Nathan: That’s a great question. We talked a little bit about the expansion of eligibility. That’s probably the single biggest immediate change in this program. We also see a number of Dual Eligibles Coordination Demonstration Programs. For those who may not be familiar, Demonstration Programs are designed and initiated by CMS itself. Take us back to high school Civics class for a second here. When a law gets passed by the legislature, by our Congress, it then gets handed to the executive branch to execute. In this case it gets handed to CMS. We all know that moment when that law passes (Obama Care, as some people call it), it gets passed and it gets handed to the agency and then they write regulations. You could take a 1,000-page law and turn it into hundreds of thousands of pages of regulations, rules and guidance as it actually gets implemented.

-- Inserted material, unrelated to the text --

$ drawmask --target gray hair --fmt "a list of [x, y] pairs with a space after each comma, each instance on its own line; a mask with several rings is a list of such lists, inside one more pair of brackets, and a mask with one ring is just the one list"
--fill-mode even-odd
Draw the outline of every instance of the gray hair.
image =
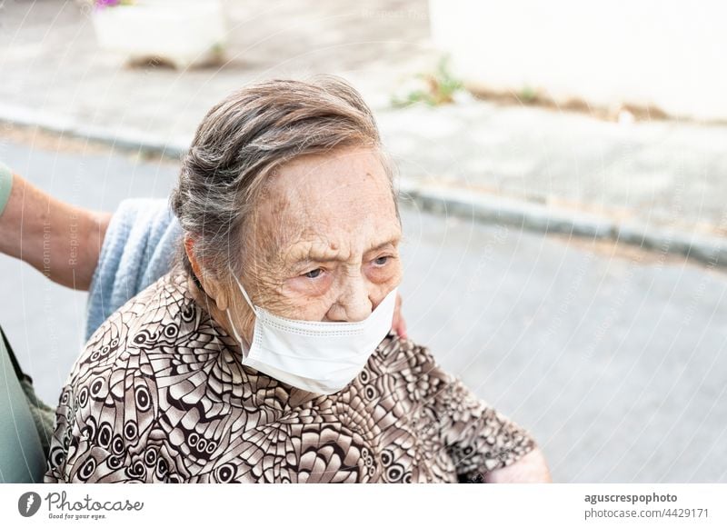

But, CMS also has the authority to conduct experiments. They are given a rather broad purview in doing this. Some of these are called ‘demonstrations’ where they also do them under a different designation called an ‘authority’. There are some technical details between
the two. But in this case, they have a number of Dual Eligibles Coordination Demonstration projects that they run out of the MMCO, which is that Medicare/Medicaid Coordination Office that I mentioned before. They’ve got CMS sponsored Medicare/Medicaid integration waivers in the states of Massachusetts and Minnesota and Wisconsin. They’ve got 29 states that our audience is probably aware of that operate what are called: ‘PACE programs’, which is an older program. The program of All-Inclusive Care for the Elderly. Those provide a full range of medical and long-term services for duals over 65 who qualify for nursing home care. The most vulnerable of the vulnerable. And they get a capitated payment to cover Medicare and Medicaid services at those pay sites.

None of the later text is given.